At the end of Hannibal’s astonishing and dense second season, the titular psychiatrist, serial killer, and accomplished cannibal played by Mads Mikkelsen severed his relationship with Will Graham (Hugh Dancy) in typically flamboyant fashion, cutting him and Abigail open not long after stabbing Jack (Laurence Fishburne) in the neck. The slaughter was grandiose and shockingly tender in the way Mikkelsen’s gentleman murderer showed a deep love for Graham, even if it all felt touched by an insidious madness in the expressive editing and use of slow-motion. And as the stylistically intoxicating third season of the series begins, that madness seems to take full hold, with our stately antihero heading to Palermo with his unsure new bride, Dr. Bedelia Du Maurier (Gillian Anderson). It’s here that he comes to lick his wounds and carry out a slaughter of villainous academics in the upper echelons of the Italian art world. The show’s meticulous, endlessly expressive style grows to a fever pitch, and the opening episodes of season three offer a thrilling feast of visual and auditory delights.
The season premiere opens with a stunning flash of patient stalking, edited in an almost staccato rhythm, with Hannibal finally killing and taking over the life of an Italian cultural historian, Dr. Fell (Jeremy Crutchley), and finally situating himself in Palermo as a major scholar with a specific taste for Dante. Not long after this, as Hannibal settles into the doctor’s home and identity, Bedelia and her “husband” discuss whether aesthetics is all that matters to him anymore, to which Hannibal unconvincingly suggests that his ethics come from aesthetics. The release of Hannibal into the European wild is mirrored in the show’s own ravishing aesthetic, no longer tied to the slightly stylish realities of F.B.I. autopsy labs and fancy offices. As directed by Vincenzo Natali, the stylized gothic environs and architecture of Palermo evoke an engulfing personal inferno, which Hannibal looks happy to rule over, especially when he starts cultivating his own proteins again.
Bedelia seems far more strained and stressed by her newfound role, and Hannibal’s visual tone switches to a sickly green in scenes where her disquiet is evident. Though the show’s look has seemingly gone unleashed, as obsessively detailed in aesthetic as Hannibal’s new invented identity, the series relies largely on the same deft visual and auditory tricks that have always been part and parcel of its effectively intoxicating style. The preparation of a human liver for dinner features slow-motion shots and close-ups on furious activity, evoking not only the smell and taste of the dish, but the careful brutality of Hannibal’s culinary skills. These still-seductive sequences are balanced nicely by flashbacks to Hannibal using every part of Gideon (Eddie Izzard), one of the few cannibalistic meals that gave the doctor a long, challenging conversation over several courses. This butchery is colder, especially in a scene where Hannibal plucks plump snails off of Gideon’s severed arm, after they’d been feeding off his flesh for days.
According to Hannibal, the taste of the snails reflects what they’ve been eating, something that troubles Bedelia when she realizes she’s been consuming what they feed to prized sows.
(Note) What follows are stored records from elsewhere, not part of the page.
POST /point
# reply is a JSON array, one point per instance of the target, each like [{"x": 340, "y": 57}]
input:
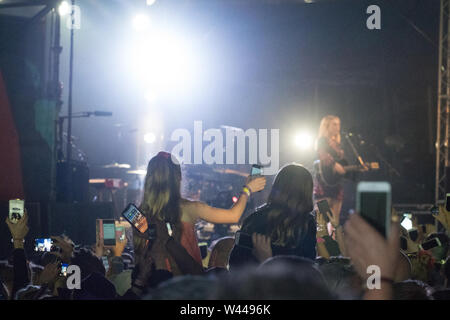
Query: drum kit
[{"x": 117, "y": 183}]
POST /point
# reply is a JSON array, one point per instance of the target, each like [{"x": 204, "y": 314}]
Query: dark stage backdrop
[{"x": 26, "y": 108}]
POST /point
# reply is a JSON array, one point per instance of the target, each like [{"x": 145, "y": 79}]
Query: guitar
[{"x": 331, "y": 178}]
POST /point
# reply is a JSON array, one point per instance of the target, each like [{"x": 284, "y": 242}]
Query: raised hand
[
  {"x": 18, "y": 230},
  {"x": 367, "y": 247},
  {"x": 66, "y": 245},
  {"x": 50, "y": 273}
]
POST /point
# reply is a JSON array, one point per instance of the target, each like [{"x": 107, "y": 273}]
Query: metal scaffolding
[{"x": 442, "y": 136}]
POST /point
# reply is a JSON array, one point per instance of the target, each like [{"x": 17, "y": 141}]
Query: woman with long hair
[
  {"x": 286, "y": 219},
  {"x": 162, "y": 203},
  {"x": 330, "y": 153}
]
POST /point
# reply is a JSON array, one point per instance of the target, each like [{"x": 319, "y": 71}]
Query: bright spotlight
[
  {"x": 150, "y": 137},
  {"x": 303, "y": 140},
  {"x": 151, "y": 96},
  {"x": 165, "y": 62},
  {"x": 64, "y": 8},
  {"x": 141, "y": 22}
]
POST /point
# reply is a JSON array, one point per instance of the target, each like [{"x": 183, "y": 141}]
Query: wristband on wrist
[
  {"x": 389, "y": 280},
  {"x": 138, "y": 286},
  {"x": 247, "y": 191}
]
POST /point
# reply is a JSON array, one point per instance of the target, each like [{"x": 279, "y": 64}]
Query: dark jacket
[{"x": 258, "y": 222}]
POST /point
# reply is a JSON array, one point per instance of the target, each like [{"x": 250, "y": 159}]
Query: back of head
[
  {"x": 162, "y": 193},
  {"x": 220, "y": 252},
  {"x": 412, "y": 290},
  {"x": 184, "y": 288},
  {"x": 282, "y": 278},
  {"x": 342, "y": 278},
  {"x": 32, "y": 292},
  {"x": 290, "y": 202},
  {"x": 95, "y": 287}
]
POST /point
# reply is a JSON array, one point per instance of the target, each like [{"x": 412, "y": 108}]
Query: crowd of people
[{"x": 291, "y": 253}]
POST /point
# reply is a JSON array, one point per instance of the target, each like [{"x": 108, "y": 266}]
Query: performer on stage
[{"x": 328, "y": 147}]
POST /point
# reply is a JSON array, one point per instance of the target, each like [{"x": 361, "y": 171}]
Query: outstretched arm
[{"x": 200, "y": 210}]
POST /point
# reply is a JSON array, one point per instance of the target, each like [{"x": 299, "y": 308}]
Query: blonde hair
[{"x": 324, "y": 128}]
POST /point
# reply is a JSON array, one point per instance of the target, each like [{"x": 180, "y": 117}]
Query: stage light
[
  {"x": 303, "y": 140},
  {"x": 150, "y": 137},
  {"x": 165, "y": 62},
  {"x": 141, "y": 22},
  {"x": 150, "y": 96},
  {"x": 64, "y": 8}
]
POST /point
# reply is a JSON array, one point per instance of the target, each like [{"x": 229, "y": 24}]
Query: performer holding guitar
[{"x": 331, "y": 166}]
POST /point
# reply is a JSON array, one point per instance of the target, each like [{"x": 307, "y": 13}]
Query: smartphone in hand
[
  {"x": 373, "y": 203},
  {"x": 323, "y": 207},
  {"x": 136, "y": 218},
  {"x": 16, "y": 210},
  {"x": 256, "y": 170},
  {"x": 430, "y": 244}
]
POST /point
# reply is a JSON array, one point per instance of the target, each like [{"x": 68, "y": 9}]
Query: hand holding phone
[
  {"x": 373, "y": 202},
  {"x": 16, "y": 210},
  {"x": 430, "y": 244},
  {"x": 43, "y": 245},
  {"x": 324, "y": 209},
  {"x": 137, "y": 219},
  {"x": 256, "y": 170}
]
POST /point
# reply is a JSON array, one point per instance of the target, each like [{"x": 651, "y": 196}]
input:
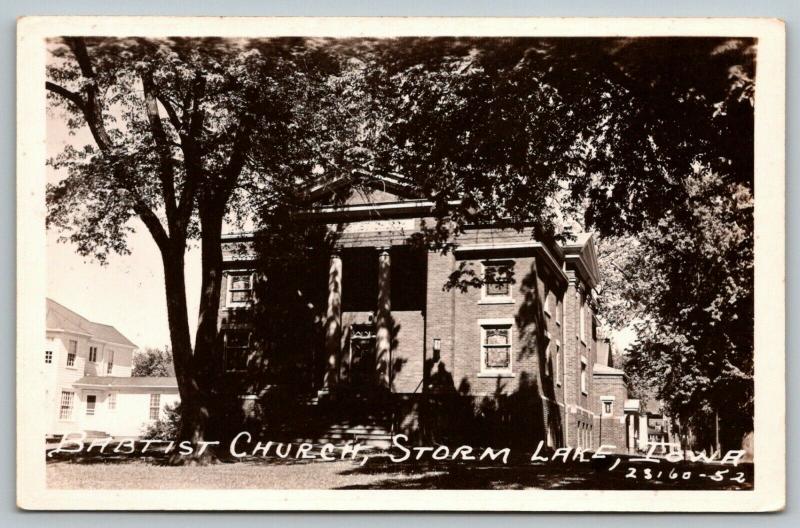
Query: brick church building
[{"x": 363, "y": 321}]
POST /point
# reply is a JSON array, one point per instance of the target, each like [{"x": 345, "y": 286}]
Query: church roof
[
  {"x": 601, "y": 369},
  {"x": 61, "y": 318},
  {"x": 580, "y": 251}
]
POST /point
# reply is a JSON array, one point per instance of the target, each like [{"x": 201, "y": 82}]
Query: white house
[{"x": 89, "y": 386}]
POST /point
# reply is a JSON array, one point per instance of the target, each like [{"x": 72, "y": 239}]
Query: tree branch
[
  {"x": 166, "y": 171},
  {"x": 92, "y": 112},
  {"x": 71, "y": 96},
  {"x": 177, "y": 124}
]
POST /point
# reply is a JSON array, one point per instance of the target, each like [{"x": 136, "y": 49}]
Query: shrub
[{"x": 167, "y": 427}]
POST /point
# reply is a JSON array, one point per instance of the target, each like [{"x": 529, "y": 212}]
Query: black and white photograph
[{"x": 352, "y": 255}]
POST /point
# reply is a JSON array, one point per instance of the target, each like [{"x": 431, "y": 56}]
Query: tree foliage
[{"x": 153, "y": 362}]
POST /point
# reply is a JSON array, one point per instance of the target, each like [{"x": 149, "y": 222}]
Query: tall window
[
  {"x": 497, "y": 280},
  {"x": 496, "y": 348},
  {"x": 72, "y": 353},
  {"x": 559, "y": 309},
  {"x": 584, "y": 377},
  {"x": 237, "y": 349},
  {"x": 91, "y": 404},
  {"x": 67, "y": 402},
  {"x": 155, "y": 406},
  {"x": 240, "y": 288},
  {"x": 557, "y": 365}
]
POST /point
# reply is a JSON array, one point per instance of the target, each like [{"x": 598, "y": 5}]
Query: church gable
[{"x": 349, "y": 191}]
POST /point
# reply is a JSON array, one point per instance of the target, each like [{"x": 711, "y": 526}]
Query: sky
[{"x": 127, "y": 292}]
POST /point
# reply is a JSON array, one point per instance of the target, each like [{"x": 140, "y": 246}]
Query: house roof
[
  {"x": 581, "y": 252},
  {"x": 61, "y": 318},
  {"x": 121, "y": 382}
]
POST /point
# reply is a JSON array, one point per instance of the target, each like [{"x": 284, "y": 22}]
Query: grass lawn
[{"x": 95, "y": 472}]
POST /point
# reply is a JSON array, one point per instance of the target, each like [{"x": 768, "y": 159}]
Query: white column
[
  {"x": 333, "y": 321},
  {"x": 643, "y": 431},
  {"x": 383, "y": 319}
]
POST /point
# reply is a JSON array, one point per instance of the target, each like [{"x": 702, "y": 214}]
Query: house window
[
  {"x": 72, "y": 353},
  {"x": 237, "y": 348},
  {"x": 67, "y": 401},
  {"x": 91, "y": 403},
  {"x": 240, "y": 288},
  {"x": 584, "y": 376},
  {"x": 497, "y": 281},
  {"x": 496, "y": 348},
  {"x": 155, "y": 406}
]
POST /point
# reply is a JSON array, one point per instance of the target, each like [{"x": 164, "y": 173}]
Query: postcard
[{"x": 483, "y": 264}]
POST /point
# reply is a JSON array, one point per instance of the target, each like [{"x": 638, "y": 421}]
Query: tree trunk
[
  {"x": 193, "y": 393},
  {"x": 207, "y": 357}
]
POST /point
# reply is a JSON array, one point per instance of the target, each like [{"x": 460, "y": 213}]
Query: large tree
[
  {"x": 183, "y": 131},
  {"x": 647, "y": 141}
]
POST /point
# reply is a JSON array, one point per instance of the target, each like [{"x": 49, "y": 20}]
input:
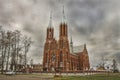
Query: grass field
[
  {"x": 106, "y": 76},
  {"x": 92, "y": 77}
]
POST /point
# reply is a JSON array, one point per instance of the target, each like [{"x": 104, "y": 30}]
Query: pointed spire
[
  {"x": 50, "y": 22},
  {"x": 71, "y": 40},
  {"x": 63, "y": 15},
  {"x": 84, "y": 46}
]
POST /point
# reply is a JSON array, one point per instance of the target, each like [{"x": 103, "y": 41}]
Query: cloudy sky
[{"x": 94, "y": 22}]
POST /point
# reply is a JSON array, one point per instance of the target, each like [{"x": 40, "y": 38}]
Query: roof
[{"x": 77, "y": 49}]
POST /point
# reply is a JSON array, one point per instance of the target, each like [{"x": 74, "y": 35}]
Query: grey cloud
[{"x": 95, "y": 22}]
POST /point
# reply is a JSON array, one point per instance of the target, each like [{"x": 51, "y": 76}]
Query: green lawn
[{"x": 92, "y": 77}]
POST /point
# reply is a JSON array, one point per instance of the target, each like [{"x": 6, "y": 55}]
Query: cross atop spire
[{"x": 50, "y": 23}]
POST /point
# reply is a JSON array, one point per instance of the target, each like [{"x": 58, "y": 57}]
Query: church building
[{"x": 61, "y": 55}]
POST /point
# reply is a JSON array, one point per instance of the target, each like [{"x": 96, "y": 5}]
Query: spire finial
[
  {"x": 71, "y": 38},
  {"x": 50, "y": 23},
  {"x": 63, "y": 15}
]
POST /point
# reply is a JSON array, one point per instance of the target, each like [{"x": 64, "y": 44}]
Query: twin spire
[{"x": 63, "y": 18}]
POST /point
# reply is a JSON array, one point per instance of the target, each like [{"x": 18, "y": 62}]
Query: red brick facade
[{"x": 57, "y": 54}]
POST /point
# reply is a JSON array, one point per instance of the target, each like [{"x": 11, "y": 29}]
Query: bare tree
[{"x": 12, "y": 43}]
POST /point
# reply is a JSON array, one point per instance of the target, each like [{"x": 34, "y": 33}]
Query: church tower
[{"x": 63, "y": 44}]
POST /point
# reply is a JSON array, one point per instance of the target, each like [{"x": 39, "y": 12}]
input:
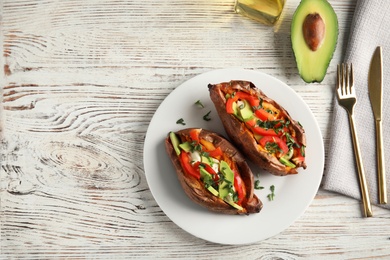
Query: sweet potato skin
[
  {"x": 195, "y": 189},
  {"x": 242, "y": 137}
]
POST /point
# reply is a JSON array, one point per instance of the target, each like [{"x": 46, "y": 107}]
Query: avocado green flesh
[
  {"x": 246, "y": 112},
  {"x": 312, "y": 65},
  {"x": 175, "y": 142}
]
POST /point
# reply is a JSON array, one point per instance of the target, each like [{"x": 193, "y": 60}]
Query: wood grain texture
[{"x": 80, "y": 84}]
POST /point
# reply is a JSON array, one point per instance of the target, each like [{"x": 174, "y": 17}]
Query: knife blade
[{"x": 375, "y": 79}]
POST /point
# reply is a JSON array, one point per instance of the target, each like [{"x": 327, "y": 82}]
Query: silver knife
[{"x": 375, "y": 90}]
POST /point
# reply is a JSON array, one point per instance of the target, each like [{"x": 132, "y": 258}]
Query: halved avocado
[{"x": 314, "y": 32}]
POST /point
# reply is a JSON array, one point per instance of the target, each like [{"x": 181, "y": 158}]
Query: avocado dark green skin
[{"x": 313, "y": 64}]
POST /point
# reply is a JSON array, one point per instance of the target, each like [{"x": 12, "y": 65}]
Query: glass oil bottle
[{"x": 264, "y": 11}]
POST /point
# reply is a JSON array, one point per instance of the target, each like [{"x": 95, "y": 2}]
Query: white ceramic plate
[{"x": 293, "y": 194}]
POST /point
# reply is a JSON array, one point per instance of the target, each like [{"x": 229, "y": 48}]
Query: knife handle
[
  {"x": 380, "y": 163},
  {"x": 367, "y": 210}
]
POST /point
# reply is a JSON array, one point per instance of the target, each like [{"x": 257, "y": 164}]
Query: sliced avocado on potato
[{"x": 314, "y": 32}]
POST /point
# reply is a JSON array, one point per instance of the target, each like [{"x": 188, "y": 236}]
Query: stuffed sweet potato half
[
  {"x": 212, "y": 172},
  {"x": 259, "y": 127}
]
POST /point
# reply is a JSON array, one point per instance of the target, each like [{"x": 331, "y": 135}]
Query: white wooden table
[{"x": 80, "y": 84}]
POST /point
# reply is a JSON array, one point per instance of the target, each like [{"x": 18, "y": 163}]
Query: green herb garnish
[
  {"x": 207, "y": 116},
  {"x": 199, "y": 103},
  {"x": 181, "y": 121},
  {"x": 257, "y": 185},
  {"x": 271, "y": 196}
]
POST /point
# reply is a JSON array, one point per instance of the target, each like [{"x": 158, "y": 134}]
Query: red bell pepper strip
[
  {"x": 264, "y": 115},
  {"x": 264, "y": 132},
  {"x": 194, "y": 134},
  {"x": 274, "y": 139},
  {"x": 229, "y": 105},
  {"x": 186, "y": 165},
  {"x": 253, "y": 101},
  {"x": 238, "y": 186}
]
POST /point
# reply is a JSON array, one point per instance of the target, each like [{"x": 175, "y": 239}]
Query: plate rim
[{"x": 254, "y": 74}]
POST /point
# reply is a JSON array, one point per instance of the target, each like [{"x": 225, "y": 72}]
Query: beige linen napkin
[{"x": 370, "y": 28}]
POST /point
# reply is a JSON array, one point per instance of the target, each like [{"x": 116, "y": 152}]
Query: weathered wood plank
[{"x": 82, "y": 81}]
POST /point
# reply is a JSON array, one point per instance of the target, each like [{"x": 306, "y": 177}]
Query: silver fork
[{"x": 347, "y": 98}]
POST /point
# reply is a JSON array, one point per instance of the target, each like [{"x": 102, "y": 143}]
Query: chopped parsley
[
  {"x": 272, "y": 147},
  {"x": 257, "y": 185},
  {"x": 180, "y": 121},
  {"x": 271, "y": 196},
  {"x": 199, "y": 103},
  {"x": 207, "y": 116}
]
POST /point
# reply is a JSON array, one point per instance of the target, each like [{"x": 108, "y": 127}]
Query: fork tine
[{"x": 347, "y": 85}]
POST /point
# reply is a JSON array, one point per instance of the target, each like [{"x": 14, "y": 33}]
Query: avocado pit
[{"x": 313, "y": 30}]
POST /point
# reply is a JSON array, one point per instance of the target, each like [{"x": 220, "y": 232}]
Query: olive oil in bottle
[{"x": 264, "y": 11}]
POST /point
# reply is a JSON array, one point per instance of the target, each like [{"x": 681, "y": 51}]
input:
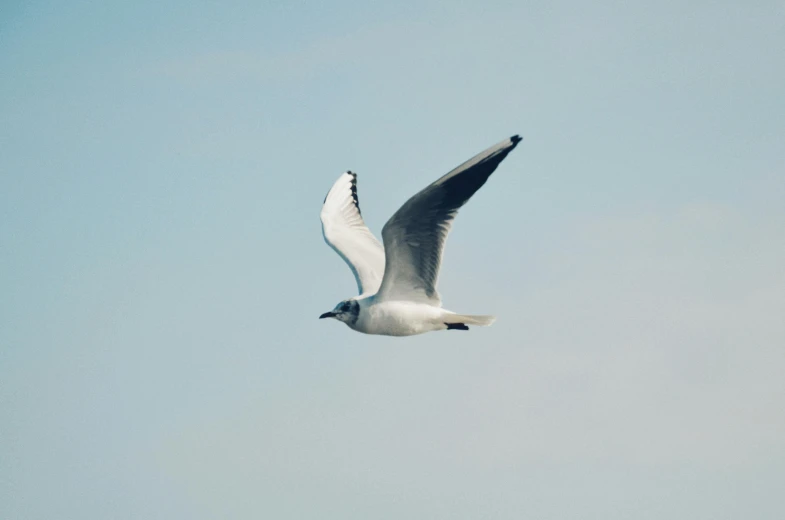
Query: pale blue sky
[{"x": 162, "y": 166}]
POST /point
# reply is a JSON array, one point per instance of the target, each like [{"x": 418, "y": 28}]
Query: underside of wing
[
  {"x": 345, "y": 231},
  {"x": 414, "y": 236}
]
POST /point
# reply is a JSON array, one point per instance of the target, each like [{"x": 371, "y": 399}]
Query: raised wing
[
  {"x": 345, "y": 231},
  {"x": 414, "y": 236}
]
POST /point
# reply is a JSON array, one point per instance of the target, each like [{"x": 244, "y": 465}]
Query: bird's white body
[
  {"x": 400, "y": 318},
  {"x": 397, "y": 281}
]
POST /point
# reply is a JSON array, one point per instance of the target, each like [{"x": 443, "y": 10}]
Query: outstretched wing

It’s a philosophy that appeals to Hannibal, which may be why he considers eating Will, who’s survived the massacre at Hannibal’s Baltimore abode and has made his way to Palermo with Abigail (Kacey Rohl) in the time since we last saw him. The writers and Natali do a strangely effective job of evoking the hurt and melancholy that now dominates Will and Hannibal’s relationship, never more so than when Will finds a body carefully folded into the shape of a heart in a cathedral. An Italian inspector, Rinaldo Pazzi (Fortunato Cerlino), pegs Hannibal as the Monster of Florence, a serial killer who posed bodies to mimic famous Italian medieval paintings. This, again, underlines the work and slow-moving development of aesthetics, from expertly replicating the style and detail of great medieval artists to folding these stylistic touches into a menagerie of influences that help make up Hannibal’s unique vision, or design.
This fascination with artistic signatures also, of course, reflects how series creator Bryan Fuller has been flirting with similar subject matter and style before this, in Pushing Daisies and Dead Like Me. But Hannibal has given his more visually flamboyant inclinations a stage to fully bloom into a grand, grotesque melodrama. Just as Hannibal seems to comfortably begin consuming his competition, Will comes across his former psychiatrist’s home in Lithuania, where major elements of Hannibal’s past are uncovered, as well as a history of his psychologically aggressive method of control. No longer chained to its procedural backbone, season three of Hannibal wanders off into dark, unexpected territory in Italy, remaining even more incisively and ambitiously written than the last season, and sporting the most radically expressive imagery currently on television.
As lavish and indulgent as Fuller’s overall style has grown, there’s a painful, swelling center to this storm, involving two men who seem to only be able to really explore themselves with one another. At one point, Will calls out to Hannibal that he forgives him, which only spurs the good doctor to consider devouring his former patient, an exchange of sentiments that could only resonate as deeply as they do in Fuller’s sanguine fever dream.